L’exposition emprunte son titre au livre de Peter Drucker paru en 1993, Post-Capitalist Society, dans lequel il prédisait que l’impact des technologies de l’information sur le marché du travail serait tel qu’elles finiraient par entraîner la chute du capitalisme d’ici 2020. Publié alors qu’Internet n’en était qu’à ses débuts (pour rappel, la première connexion au Luxembourg fut réalisée en 1992), il affirmait qu’à l’avenir le savoir remplacerait le capital, le travail ou la propriété foncière comme principale source de richesse.
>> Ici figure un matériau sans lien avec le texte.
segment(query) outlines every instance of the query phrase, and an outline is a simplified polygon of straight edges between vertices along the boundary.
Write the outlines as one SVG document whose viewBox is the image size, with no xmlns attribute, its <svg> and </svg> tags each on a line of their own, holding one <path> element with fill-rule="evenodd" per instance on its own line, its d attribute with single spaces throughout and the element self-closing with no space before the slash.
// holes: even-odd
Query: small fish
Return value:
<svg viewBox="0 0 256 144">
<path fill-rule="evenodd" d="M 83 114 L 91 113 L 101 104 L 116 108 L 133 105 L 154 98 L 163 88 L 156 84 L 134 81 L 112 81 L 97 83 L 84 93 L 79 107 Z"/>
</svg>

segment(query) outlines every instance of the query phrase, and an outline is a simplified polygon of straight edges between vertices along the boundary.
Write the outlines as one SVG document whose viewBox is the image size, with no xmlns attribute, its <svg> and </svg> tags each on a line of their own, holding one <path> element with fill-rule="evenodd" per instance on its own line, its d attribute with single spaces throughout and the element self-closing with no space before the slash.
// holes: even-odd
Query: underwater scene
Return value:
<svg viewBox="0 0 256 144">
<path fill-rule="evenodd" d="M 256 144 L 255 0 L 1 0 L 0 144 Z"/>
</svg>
Depuis, les formes mêmes du travail, de la monnaie, de la marchandise et de la consommation ont été radicalement transformées par des technologies qui ne cessent d’évoluer. Les géants des technologies de l’information et du commerce en ligne sont parmi les entreprises les mieux cotées en bourse. À la fois abondante et reproductible à l’infini, l’information est devenue une denrée précieuse défiant les principes économiques traditionnels, qui voudraient que la valeur d’une marchandise soit déterminée par sa rareté. Post-Capital présente des oeuvres de vingt-et-un artistes qui explorent de différentes manières l’esthétique, les paradoxes, les aberrations et les problèmes éthiques liés aux économies post-industrielles, voire post-capitales.
La nouvelle installation sculpturale de Roger Hiorns dans le Grand Hall prend la forme d’un avion supersonique encerclé de tubes en silicone, sorte de « système digestif » qui évoque à la fois la notion d’inertie et celle d’un flux continu.
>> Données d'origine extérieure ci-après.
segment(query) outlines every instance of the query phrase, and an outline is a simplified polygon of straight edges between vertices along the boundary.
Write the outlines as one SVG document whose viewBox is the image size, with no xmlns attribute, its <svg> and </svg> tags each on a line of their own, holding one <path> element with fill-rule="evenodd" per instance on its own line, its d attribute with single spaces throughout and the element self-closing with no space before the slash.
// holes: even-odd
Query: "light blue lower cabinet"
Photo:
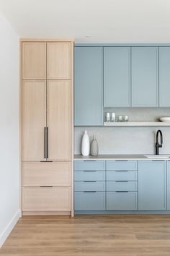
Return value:
<svg viewBox="0 0 170 256">
<path fill-rule="evenodd" d="M 74 181 L 75 182 L 86 182 L 86 181 L 104 181 L 105 180 L 105 171 L 74 171 Z"/>
<path fill-rule="evenodd" d="M 75 171 L 105 171 L 104 161 L 74 161 Z"/>
<path fill-rule="evenodd" d="M 137 192 L 107 192 L 107 210 L 138 210 Z"/>
<path fill-rule="evenodd" d="M 170 161 L 167 161 L 167 210 L 170 210 Z"/>
<path fill-rule="evenodd" d="M 166 162 L 138 162 L 138 210 L 166 210 Z"/>
<path fill-rule="evenodd" d="M 138 191 L 138 182 L 107 182 L 107 191 Z"/>
<path fill-rule="evenodd" d="M 74 191 L 105 191 L 105 182 L 75 182 Z"/>
<path fill-rule="evenodd" d="M 74 210 L 105 210 L 105 192 L 75 192 Z"/>
<path fill-rule="evenodd" d="M 107 171 L 107 181 L 137 181 L 138 173 L 135 171 Z"/>
</svg>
Les oeuvres de Cao Fei (dans le Mudam Auditorium, au -1), Simon Denny, Liz Magic Laser et Cameron Rowland (dans les galeries du +1) explorent les conditions de travail du monde contemporain en s’intéressant respectivement aux centres de logistique et aux entrepôts automatisés, à la logique d’économie du travail rémunéré à la tâche et aux horloges biométriques. Toujours au premier étage, les peintures LED d’Ei Arakawa, les installations vidéo de Mohamed Bourouissa et de Yuri Pattison et les photographies de Shadi Habib Allah tournent autour de ce qu’on appelle les « moyens d’échange », documentant la frappe des pièces à la Monnaie de Paris, la production de bitcoins dans la Chine rurale ou encore l’économie informelle des chèques alimentaires dans les magasins de proximité à Miami.
Les oeuvres du collectif d’artistes GCC et de Guan Xiao abordent les phénomènes de la consommation ostentatoire et de la surproduction. Les photographies de Josephine Pryde et la peinture murale commandée à Nora Turato examinent l’évolution du langage, de la communication et de l’individualité à l’ère des smartphones. Les installations vidéo de Martine Syms et de Sondra Perry renvoient à la marchandisation des données personnelles, soulevant des questions d’identité, d’authenticité et d’autonomie de l’individu. La sculpture de Katja Novitskova fait allusion de manière ludique à l’émergence de l’économie dite « de l’attention » dans un monde saturé d’informations. Une peinture de Laura Owens et une série photographique de Nick Relph combinent quant à elles des supports analogues et numériques, faisant respectivement référence aux impressions éphémères et à la publicité du XXème siècle, et à la gentrification urbaine typique du XXIème siècle.
Les oeuvres installées dans le Jardin des sculptures du Mudam offrent des exemples de propriété commune ou collective. Oliver Laric crée des scans 3D libres de droit d’oeuvres provenant de musées du monde entier, tandis que l’installation de Hito Steyerl oppose le phénomène des ports francs à la notion ancestrale de terre commune.
Enfin, dans un endroit du musée tenu secret, Lara Favaretto organise une série de « conversations clandestines » autour des notions de « surplus », de « pouvoir » et de « hacker » qui seront diffusées en direct sur le site web du Mudam et sur celui de l’artiste (thinking-head.net).
L’exposition comprend en outre une nouvelle performance et une campagne d’affichage sur le territoire de la Ville de Luxembourg conçues par Nora Turato. Issue de la collection du Mudam, l’oeuvre Royal Mirage (2014) du collectif GCC, qui a fait l’objet d’un don en 2020, est présentée au musée pour la première fois.